Vielleicht haben die eine Lösung?


----------



## Naj-Zero (31. Mai 2002)

hmm, wie erwartest du bei einer anonymen mail eine antwort?

egal, ansonsten kannst du ja auch mal in google oder so suchen, ob da leute ähnliche probleme haben.

für nt gibts ja auch massig "tools" :>


----------



## dfd1 (1. Juni 2002)

Für NT gibts schon Tools, 2000 auch aber nicht für Win XP...
Das mit Microsoft habe ich schon versucht, aber ohne Erfolg. C't und Chip habe ich schon angefragt, leider auch ohne Erfolg.

Fals ihr Tools findet, sagt mir BITTE den Link


----------



## dfd1 (5. Juni 2002)

Hat wirklich NIEMAND einen Vorschlag über solche Tools??


----------



## Nanaki (6. Juni 2002)

kann es sein, dass es daran liegt, dass dein Benutzername nicht mehr der selbe wie früher ist und so die dateien nicht mehr verfügbar sind?


----------



## dfd1 (9. Juni 2002)

*Benutzername*

Die Idee mit dem Benutzername ist mir auch schon gekommen. Darum habe ich ein bisschen "herumgeschnüffelt" 
Dabei habe ich etwas entdeckt: Der Benutzername ist beim Einloggen noch derselbe. Aber unter C:\Dokumente und Einstellungen\ heisst mein Benutzername nicht z.B. Hans, sondern Hans.PC (Computername) Den "alten" Ordner Hans gibt es noch, aber darauf habe ich keinen Zugriff...
Was kann man da machen?? :{}


----------



## dfd1 (12. Juni 2002)

Bin jetzt einen kleinen Schritt durch viel Aufwand weitergekommen. Habe die Windows-Partition formatiert und neu installiert. Wenn ich jetzt auf die Eigenschaften der Daten klicke, zeigt es mir an, wer zugriff auf die Daten hat.
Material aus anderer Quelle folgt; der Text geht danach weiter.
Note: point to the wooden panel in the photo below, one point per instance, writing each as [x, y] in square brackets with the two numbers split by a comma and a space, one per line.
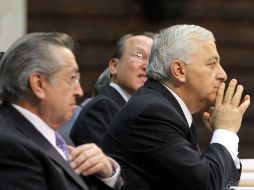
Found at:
[96, 25]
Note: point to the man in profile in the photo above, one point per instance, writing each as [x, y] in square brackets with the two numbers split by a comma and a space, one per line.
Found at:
[39, 84]
[153, 136]
[128, 73]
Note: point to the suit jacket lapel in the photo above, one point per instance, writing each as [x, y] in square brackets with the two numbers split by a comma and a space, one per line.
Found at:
[167, 94]
[114, 95]
[25, 127]
[170, 97]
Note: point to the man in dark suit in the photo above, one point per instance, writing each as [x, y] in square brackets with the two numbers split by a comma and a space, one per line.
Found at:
[39, 82]
[153, 136]
[127, 68]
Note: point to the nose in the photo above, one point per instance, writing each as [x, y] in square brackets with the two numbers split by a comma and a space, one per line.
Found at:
[144, 64]
[78, 91]
[222, 75]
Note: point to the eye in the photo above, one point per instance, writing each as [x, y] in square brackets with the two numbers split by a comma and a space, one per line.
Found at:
[212, 64]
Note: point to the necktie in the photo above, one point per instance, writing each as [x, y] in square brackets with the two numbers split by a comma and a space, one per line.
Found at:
[194, 132]
[60, 143]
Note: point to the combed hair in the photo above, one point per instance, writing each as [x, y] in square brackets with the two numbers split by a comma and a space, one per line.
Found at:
[32, 53]
[174, 43]
[119, 48]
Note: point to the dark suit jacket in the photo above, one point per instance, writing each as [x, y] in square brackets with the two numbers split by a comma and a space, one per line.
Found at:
[157, 150]
[29, 162]
[96, 116]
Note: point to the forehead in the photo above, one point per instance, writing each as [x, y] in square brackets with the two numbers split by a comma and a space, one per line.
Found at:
[138, 41]
[68, 60]
[206, 49]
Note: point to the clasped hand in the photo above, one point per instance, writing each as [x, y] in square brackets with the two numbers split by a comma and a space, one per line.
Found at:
[88, 159]
[228, 110]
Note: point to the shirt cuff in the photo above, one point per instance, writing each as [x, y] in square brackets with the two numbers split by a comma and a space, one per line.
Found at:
[230, 141]
[111, 181]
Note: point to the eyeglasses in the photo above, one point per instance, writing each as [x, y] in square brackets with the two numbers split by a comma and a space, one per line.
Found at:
[72, 81]
[75, 79]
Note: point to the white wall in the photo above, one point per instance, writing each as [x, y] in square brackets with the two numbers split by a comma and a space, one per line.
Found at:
[13, 19]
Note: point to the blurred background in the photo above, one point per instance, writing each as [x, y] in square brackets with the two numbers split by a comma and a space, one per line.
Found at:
[96, 25]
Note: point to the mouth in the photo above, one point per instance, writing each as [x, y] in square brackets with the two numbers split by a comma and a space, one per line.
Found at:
[142, 77]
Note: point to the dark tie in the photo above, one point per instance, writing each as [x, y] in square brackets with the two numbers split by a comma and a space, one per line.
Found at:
[194, 132]
[60, 143]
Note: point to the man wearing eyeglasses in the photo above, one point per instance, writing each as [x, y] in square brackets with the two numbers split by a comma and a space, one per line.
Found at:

Dahinter ist ein Zertifikatsfingerabdruch angegeben.

Meine Frage ist: *Wie oder wo* gerneriere ich ein Zertifikatsfingerabdruch für mich??

Vieleicht hilft das Bild weiter??


----------



## dfd1 (17. Juni 2002)

Hat den wirklich niemand eine Idee oder einen Tipp?? Egal ob Tool oder Zertifikat...


----------



## dfd1 (2. Juli 2002)

*EFS*

Hallo Leute, bin wieder einmal da

So wie es aussieht, ist es fast ein Ding der Ünmöglichkeit, meine Daten wieder herzustellen. Leider verschlüsselt Win XP mit EFS. Dabei wird nicht die Datei als solches, sondern der Sektor, in der sich die Datei befindet, verschlüsselt. (So habe ich es jedenfalls verstanden )
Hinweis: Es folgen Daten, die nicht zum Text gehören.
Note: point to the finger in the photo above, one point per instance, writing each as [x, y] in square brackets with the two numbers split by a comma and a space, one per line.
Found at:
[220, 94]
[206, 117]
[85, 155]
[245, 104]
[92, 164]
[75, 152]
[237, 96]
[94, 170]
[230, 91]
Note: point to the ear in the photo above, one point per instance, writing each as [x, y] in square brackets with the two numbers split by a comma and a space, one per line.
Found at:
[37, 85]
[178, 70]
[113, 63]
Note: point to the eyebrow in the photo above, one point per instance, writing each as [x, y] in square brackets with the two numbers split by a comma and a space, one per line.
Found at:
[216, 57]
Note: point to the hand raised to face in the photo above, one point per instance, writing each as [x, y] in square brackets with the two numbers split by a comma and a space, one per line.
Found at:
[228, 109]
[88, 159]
Fals ihr doch irgendwelche Hoffnung seht, bitte Postet oder schreibt mir ne PM.

MFG
DFD


----------



## Laias (4. Juli 2007)

Du könntest mit Linux(Knoppix z.B.) die Daten auf einem USB-Stick sichern,
da Linux die Verschlüsselung umgeht!

´´


----------



## Grimreaper (5. Juli 2007)

Laias hat gesagt.:


> Du könntest mit Linux(Knoppix z.B.) die Daten auf einem USB-Stick sichern,
> da Linux die Verschlüsselung umgeht!
> 
> ´´



Knoppix kann die Benutzerrechte umgehen, aber so viel ich weiß keine EFS Verschlüsselung


----------



## Neurodeamon (5. Juli 2007)

Es tut mir leid es zu sagen... Wenn du nicht so klug warst vor der Neuinstallation die Schlüsseldatei zu exportieren ... hast Du KEINE Möglichkeit mit herkömmlichen Mitteln an die Daten zu kommen.

Es gibt, wenn ich mich richtig erinnere eine Software die ohne Schlüsseldatei auskommt:
Advanced EFS Data Recovery

Du benötigst dann nur noch das Passwort (wenn Du das Passwort nicht mehr weißt, kannst Du die Daten definitiv vergessen!)

Hoffe das hilft weiter.


----------



## NatureBoy (9. Juli 2007)

Und für das nächste Mal nutzt du eine Verschlüsselung die unabhängig vom Benutzkonto funktioniert. z.B. http://www.truecrypt.org


----------